Category: Transplantation

  • 2102 Transplantation: Clinical

Authors

  • Nemalidinne, Krishna Vani, University of Arkansas for Medical Sciences, Little Rock, Arkansas, United States
  • Vanteru, Abinay Siva kumar Reddy, University of Arkansas for Medical Sciences, Little Rock, Arkansas, United States
  • Chevireddy, Akshara, University of Arkansas for Medical Sciences, Little Rock, Arkansas, United States
  • Manchala, Venkata, University of Arkansas for Medical Sciences, Little Rock, Arkansas, United States
Introduction

The precise identification of kidney transplant rejection caused by non-HLA antibodies remains challenging. However, emerging research suggests that these antibodies contribute to rejection episodes. Here, we present a case of a 48-year-old female managed for rejection mediated by anti-endothelial cell antibodies (AECA).

Case Description

A 48 Y/o female with ESKD from diabetic nephropathy underwent DCD kidney transplantation. She received induction immunosuppression with ATG 4.5 mg/Kg and IV methyl prednisolone. Maintenance immunosuppression with tacrolimus and mycophenolate mofetil (MMF) was initiated. Within 2 weeks post-transplant, she developed AKI with Cr rise from 3.5 to 4.7 mg/dl. AKI workup did not reveal any prerenal or post-renal causes. Hence, a transplant kidney biopsy was done that showed Banff 2A acute T Cell mediated rejection (TCMR), marked microvascular inflammation (g3, ptc3), suggestive of antibody-mediated rejection (ABMR) with negative C4d staining on immunofluorescence.

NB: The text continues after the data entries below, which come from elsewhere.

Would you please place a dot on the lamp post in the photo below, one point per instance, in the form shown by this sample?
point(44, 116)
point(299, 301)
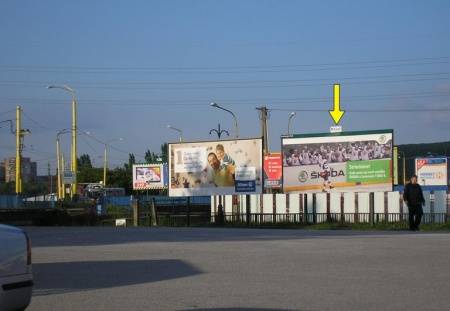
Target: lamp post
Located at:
point(178, 130)
point(61, 193)
point(74, 159)
point(105, 159)
point(404, 166)
point(236, 127)
point(219, 131)
point(291, 116)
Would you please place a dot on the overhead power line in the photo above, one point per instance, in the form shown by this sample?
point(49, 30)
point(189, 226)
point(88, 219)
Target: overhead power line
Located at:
point(407, 61)
point(369, 110)
point(262, 86)
point(235, 101)
point(118, 84)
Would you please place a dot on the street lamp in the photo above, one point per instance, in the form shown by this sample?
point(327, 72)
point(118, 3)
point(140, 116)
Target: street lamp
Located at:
point(236, 127)
point(61, 192)
point(74, 133)
point(105, 161)
point(291, 116)
point(404, 166)
point(178, 130)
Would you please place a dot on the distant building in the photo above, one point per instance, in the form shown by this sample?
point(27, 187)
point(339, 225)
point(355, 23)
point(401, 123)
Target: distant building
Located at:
point(29, 169)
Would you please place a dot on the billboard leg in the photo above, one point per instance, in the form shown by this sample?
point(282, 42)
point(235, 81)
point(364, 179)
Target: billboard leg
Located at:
point(247, 209)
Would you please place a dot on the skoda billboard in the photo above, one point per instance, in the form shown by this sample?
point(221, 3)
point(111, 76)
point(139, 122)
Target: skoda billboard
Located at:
point(338, 162)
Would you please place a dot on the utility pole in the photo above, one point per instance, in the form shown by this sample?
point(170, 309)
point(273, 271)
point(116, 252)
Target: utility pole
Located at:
point(263, 116)
point(50, 181)
point(63, 185)
point(74, 145)
point(18, 151)
point(20, 133)
point(105, 165)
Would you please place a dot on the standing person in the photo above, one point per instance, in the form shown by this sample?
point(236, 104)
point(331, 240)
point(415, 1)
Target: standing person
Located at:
point(413, 197)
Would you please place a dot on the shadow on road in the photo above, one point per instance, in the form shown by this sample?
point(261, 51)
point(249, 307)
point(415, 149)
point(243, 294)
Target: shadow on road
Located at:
point(62, 277)
point(235, 309)
point(85, 236)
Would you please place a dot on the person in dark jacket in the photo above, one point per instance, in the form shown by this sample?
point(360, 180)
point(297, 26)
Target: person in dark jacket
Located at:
point(413, 197)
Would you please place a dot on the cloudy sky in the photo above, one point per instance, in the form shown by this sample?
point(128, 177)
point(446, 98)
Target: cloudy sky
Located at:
point(137, 66)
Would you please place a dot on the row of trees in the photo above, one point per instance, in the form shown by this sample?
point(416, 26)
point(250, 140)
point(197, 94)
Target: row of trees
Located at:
point(118, 177)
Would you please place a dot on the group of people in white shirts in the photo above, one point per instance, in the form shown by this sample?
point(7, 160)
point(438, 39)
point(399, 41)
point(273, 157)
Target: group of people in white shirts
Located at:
point(335, 153)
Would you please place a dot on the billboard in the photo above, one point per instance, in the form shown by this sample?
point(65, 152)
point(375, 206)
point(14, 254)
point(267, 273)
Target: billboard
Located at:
point(149, 176)
point(215, 167)
point(395, 165)
point(431, 171)
point(273, 170)
point(338, 162)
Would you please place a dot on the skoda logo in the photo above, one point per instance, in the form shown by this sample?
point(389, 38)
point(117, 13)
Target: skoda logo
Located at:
point(382, 139)
point(303, 176)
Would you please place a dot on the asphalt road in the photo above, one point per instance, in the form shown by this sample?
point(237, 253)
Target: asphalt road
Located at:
point(238, 269)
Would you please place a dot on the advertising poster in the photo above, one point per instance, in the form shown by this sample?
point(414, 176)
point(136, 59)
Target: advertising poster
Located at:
point(339, 162)
point(431, 171)
point(395, 165)
point(149, 176)
point(273, 170)
point(215, 167)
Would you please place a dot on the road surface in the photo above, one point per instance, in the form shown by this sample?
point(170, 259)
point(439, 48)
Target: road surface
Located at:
point(92, 268)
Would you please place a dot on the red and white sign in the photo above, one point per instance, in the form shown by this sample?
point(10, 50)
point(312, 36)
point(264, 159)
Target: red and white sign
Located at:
point(273, 170)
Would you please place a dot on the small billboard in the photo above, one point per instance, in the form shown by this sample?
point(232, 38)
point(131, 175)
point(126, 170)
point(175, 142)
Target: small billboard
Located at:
point(149, 176)
point(273, 170)
point(338, 162)
point(431, 171)
point(68, 177)
point(215, 167)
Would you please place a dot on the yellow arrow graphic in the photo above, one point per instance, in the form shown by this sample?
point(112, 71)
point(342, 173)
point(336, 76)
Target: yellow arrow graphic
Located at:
point(336, 114)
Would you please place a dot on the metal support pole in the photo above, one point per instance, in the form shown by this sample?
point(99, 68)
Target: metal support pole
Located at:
point(74, 147)
point(105, 165)
point(18, 150)
point(188, 214)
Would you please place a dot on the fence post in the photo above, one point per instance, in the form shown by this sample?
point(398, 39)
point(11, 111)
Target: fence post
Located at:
point(188, 220)
point(371, 208)
point(135, 206)
point(305, 209)
point(154, 221)
point(314, 209)
point(247, 209)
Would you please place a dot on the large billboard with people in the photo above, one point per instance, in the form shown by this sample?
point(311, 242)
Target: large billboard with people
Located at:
point(338, 162)
point(431, 171)
point(272, 170)
point(216, 167)
point(150, 176)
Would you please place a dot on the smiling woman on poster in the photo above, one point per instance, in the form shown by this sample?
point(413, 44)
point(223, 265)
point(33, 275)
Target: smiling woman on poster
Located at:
point(216, 167)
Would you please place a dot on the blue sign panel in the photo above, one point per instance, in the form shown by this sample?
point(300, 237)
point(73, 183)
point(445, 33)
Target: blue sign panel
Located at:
point(245, 186)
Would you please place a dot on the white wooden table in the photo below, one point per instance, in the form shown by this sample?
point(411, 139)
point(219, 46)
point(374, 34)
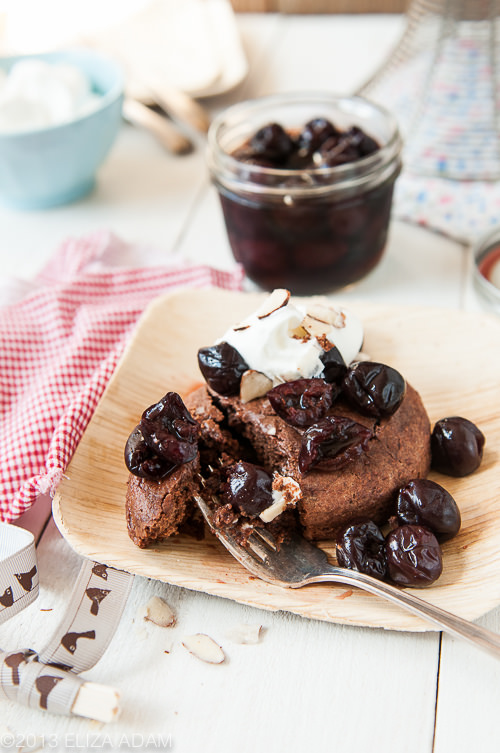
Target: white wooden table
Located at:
point(307, 686)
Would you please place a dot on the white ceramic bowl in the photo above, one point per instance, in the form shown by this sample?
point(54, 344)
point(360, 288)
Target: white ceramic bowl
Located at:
point(56, 165)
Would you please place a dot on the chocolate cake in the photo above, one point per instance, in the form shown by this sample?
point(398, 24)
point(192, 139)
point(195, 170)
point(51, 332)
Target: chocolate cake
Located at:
point(336, 445)
point(398, 452)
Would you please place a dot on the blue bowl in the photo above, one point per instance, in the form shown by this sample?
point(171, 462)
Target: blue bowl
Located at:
point(57, 165)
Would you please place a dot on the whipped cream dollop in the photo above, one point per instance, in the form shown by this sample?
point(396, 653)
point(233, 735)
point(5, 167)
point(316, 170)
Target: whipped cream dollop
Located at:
point(37, 94)
point(285, 340)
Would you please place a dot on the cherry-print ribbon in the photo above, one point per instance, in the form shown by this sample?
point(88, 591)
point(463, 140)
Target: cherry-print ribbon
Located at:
point(48, 679)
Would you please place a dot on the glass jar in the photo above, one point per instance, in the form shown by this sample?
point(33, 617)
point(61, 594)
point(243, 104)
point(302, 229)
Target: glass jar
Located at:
point(309, 230)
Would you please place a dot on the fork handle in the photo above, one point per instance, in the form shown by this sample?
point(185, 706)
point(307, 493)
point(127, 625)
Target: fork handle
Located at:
point(469, 631)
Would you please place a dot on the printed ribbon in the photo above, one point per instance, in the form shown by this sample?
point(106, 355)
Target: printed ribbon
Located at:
point(48, 679)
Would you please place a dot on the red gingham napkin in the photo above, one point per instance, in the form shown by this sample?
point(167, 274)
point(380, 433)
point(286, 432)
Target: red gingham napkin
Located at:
point(59, 346)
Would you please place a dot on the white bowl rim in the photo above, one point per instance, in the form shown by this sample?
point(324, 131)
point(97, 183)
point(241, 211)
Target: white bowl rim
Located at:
point(115, 92)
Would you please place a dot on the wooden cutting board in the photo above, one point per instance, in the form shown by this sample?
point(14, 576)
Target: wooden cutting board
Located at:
point(451, 358)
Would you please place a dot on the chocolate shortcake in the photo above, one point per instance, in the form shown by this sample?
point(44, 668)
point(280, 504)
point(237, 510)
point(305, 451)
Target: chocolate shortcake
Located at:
point(293, 427)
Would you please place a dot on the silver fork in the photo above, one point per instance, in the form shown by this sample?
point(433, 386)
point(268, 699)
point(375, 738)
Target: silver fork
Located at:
point(297, 562)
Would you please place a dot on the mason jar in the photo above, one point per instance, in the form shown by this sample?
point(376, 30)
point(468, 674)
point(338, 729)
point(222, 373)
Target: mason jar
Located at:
point(309, 229)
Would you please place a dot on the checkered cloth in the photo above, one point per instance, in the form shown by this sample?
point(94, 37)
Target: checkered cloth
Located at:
point(59, 346)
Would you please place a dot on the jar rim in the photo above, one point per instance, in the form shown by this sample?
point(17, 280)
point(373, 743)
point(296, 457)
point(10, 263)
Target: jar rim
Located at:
point(385, 162)
point(487, 290)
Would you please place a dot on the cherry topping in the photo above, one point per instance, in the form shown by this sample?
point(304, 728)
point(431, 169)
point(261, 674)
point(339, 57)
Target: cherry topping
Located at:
point(272, 142)
point(166, 437)
point(169, 429)
point(142, 461)
point(335, 367)
point(361, 141)
point(413, 556)
point(247, 487)
point(361, 547)
point(222, 366)
point(374, 388)
point(456, 446)
point(338, 151)
point(315, 133)
point(423, 502)
point(331, 443)
point(302, 402)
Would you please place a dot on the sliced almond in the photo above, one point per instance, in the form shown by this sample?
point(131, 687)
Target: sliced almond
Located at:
point(286, 493)
point(326, 314)
point(315, 327)
point(253, 384)
point(244, 633)
point(158, 611)
point(276, 300)
point(204, 648)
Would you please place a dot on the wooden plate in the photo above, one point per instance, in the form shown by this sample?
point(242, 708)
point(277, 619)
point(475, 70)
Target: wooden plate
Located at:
point(451, 358)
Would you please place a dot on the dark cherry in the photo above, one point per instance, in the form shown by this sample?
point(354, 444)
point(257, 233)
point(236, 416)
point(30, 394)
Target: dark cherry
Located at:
point(170, 431)
point(361, 547)
point(142, 461)
point(413, 556)
point(360, 140)
point(374, 388)
point(331, 443)
point(272, 142)
point(337, 151)
point(423, 502)
point(457, 446)
point(335, 367)
point(222, 366)
point(247, 487)
point(302, 402)
point(314, 133)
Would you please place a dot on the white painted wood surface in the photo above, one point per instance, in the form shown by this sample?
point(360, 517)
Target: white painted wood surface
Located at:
point(307, 685)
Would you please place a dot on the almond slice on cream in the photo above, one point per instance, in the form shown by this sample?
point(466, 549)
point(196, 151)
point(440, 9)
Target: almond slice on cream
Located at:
point(315, 327)
point(276, 300)
point(253, 384)
point(204, 648)
point(326, 314)
point(286, 493)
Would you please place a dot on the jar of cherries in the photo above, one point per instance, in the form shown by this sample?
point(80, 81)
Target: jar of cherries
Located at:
point(305, 183)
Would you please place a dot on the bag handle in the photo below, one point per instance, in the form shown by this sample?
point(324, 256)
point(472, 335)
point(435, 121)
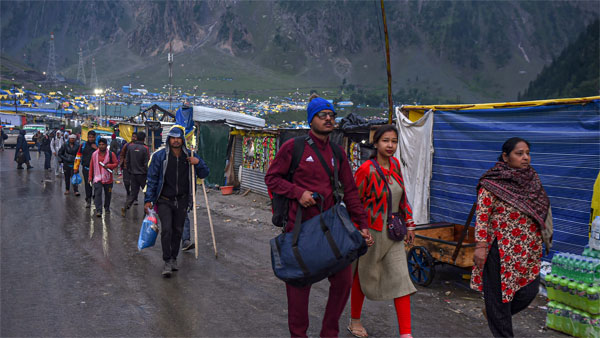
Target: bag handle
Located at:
point(333, 178)
point(380, 172)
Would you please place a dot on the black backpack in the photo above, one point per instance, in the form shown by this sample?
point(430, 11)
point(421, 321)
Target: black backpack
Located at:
point(281, 203)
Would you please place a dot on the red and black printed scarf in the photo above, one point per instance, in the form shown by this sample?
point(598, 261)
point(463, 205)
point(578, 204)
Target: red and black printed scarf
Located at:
point(520, 188)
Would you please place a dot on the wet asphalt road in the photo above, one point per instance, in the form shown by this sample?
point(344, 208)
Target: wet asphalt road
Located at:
point(66, 273)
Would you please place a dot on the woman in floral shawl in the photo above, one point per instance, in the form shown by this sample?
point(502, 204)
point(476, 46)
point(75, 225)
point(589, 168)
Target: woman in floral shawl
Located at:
point(513, 216)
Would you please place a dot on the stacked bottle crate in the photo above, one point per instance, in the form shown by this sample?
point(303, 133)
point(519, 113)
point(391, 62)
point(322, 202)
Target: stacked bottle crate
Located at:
point(573, 289)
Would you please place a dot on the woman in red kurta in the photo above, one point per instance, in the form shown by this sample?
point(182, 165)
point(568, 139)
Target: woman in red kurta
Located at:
point(512, 212)
point(382, 273)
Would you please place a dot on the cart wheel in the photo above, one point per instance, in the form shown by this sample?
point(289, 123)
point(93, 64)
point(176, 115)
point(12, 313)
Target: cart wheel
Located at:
point(420, 266)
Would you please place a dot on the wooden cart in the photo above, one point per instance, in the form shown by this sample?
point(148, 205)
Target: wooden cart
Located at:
point(439, 243)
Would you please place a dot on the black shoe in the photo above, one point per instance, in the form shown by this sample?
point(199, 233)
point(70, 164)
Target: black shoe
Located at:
point(188, 245)
point(173, 264)
point(167, 270)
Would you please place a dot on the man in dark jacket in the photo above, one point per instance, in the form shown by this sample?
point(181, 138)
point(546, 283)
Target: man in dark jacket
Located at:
point(170, 187)
point(310, 176)
point(85, 154)
point(123, 165)
point(136, 160)
point(68, 153)
point(45, 148)
point(22, 147)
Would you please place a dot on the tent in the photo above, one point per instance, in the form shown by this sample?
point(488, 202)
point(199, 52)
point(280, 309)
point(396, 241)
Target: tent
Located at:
point(565, 147)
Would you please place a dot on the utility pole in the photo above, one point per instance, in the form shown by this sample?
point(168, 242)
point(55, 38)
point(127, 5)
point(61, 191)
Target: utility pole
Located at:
point(170, 60)
point(389, 70)
point(51, 70)
point(80, 71)
point(94, 77)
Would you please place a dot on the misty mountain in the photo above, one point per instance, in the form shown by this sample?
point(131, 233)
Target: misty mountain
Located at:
point(462, 50)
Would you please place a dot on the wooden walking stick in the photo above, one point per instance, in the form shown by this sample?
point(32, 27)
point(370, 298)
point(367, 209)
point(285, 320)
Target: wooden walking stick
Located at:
point(194, 207)
point(212, 231)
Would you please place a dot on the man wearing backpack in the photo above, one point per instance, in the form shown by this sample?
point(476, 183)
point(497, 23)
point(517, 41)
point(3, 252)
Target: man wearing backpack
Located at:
point(85, 156)
point(136, 161)
point(308, 177)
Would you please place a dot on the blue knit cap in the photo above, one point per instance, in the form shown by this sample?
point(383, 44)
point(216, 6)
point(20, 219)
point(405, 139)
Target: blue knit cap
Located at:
point(315, 106)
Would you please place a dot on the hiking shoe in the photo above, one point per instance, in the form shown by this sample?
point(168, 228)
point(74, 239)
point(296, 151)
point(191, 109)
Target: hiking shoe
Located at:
point(187, 245)
point(173, 264)
point(167, 270)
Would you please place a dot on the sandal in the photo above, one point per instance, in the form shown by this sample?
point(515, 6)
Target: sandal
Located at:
point(357, 332)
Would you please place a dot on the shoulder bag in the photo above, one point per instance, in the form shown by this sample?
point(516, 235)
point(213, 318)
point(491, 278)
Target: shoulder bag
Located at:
point(395, 223)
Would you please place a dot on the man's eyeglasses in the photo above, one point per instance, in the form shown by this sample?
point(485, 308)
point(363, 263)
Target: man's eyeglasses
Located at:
point(323, 114)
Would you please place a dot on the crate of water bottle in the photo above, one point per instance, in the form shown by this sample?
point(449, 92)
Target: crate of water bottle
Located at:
point(563, 318)
point(577, 267)
point(591, 252)
point(576, 294)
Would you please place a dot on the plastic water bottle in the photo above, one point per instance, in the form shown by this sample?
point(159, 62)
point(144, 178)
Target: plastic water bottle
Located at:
point(593, 300)
point(563, 290)
point(595, 234)
point(551, 316)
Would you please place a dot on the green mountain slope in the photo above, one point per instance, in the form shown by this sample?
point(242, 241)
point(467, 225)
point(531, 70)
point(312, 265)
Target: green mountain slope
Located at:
point(574, 73)
point(469, 51)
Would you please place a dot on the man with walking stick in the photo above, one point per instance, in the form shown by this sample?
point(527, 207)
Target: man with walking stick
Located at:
point(170, 186)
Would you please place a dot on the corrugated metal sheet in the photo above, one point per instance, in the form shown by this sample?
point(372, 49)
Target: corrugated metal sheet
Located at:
point(254, 180)
point(238, 155)
point(206, 114)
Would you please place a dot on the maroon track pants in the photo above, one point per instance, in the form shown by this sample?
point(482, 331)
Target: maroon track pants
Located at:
point(339, 291)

Donor-specific HLA antibodies (DSA) were negative. Non-HLA antibodies, such as Anti-endothelial cell antibodies (AECA), Angiotensin II Type 1 Receptor (AT1R) antibodies, major histocompatibility complex class I polypeptide-related sequence A (MICA) antibodies, were sent out and initiated on treatment with IV pulse steroids and ATG. High index of suspicion remained for ABMR, and hence, we initiated treatment with IVIG and plasmapheresis. A week later, the endothelial cell cross-match median channel shift (MCS) was elevated at 196 (>50 MCS is positive), while the rest were negative. She is maintained on tacrolimus, MMF, and prednisone. Patient’s creatinine improved to 1.1mg/dL within a month of treatment.

Discussion

Non-HLA antibodies are increasingly recognized as contributors to early and recurrent rejection, even in HLA-identical cases. Historically, the absence of diagnostic assays limited their detection, but newer tests now highlight their clinical relevance. ABMR in the absence of DSAs and negative C4d staining should raise suspicion for non-HLA antibody involvement. Early and aggressive immunosuppression is crucial, as these rejections are often severe and recurrent. Due to a 7–14 day delay in non-HLA antibody test results, early empirical treatment is recommended to prevent irreversible graft damage.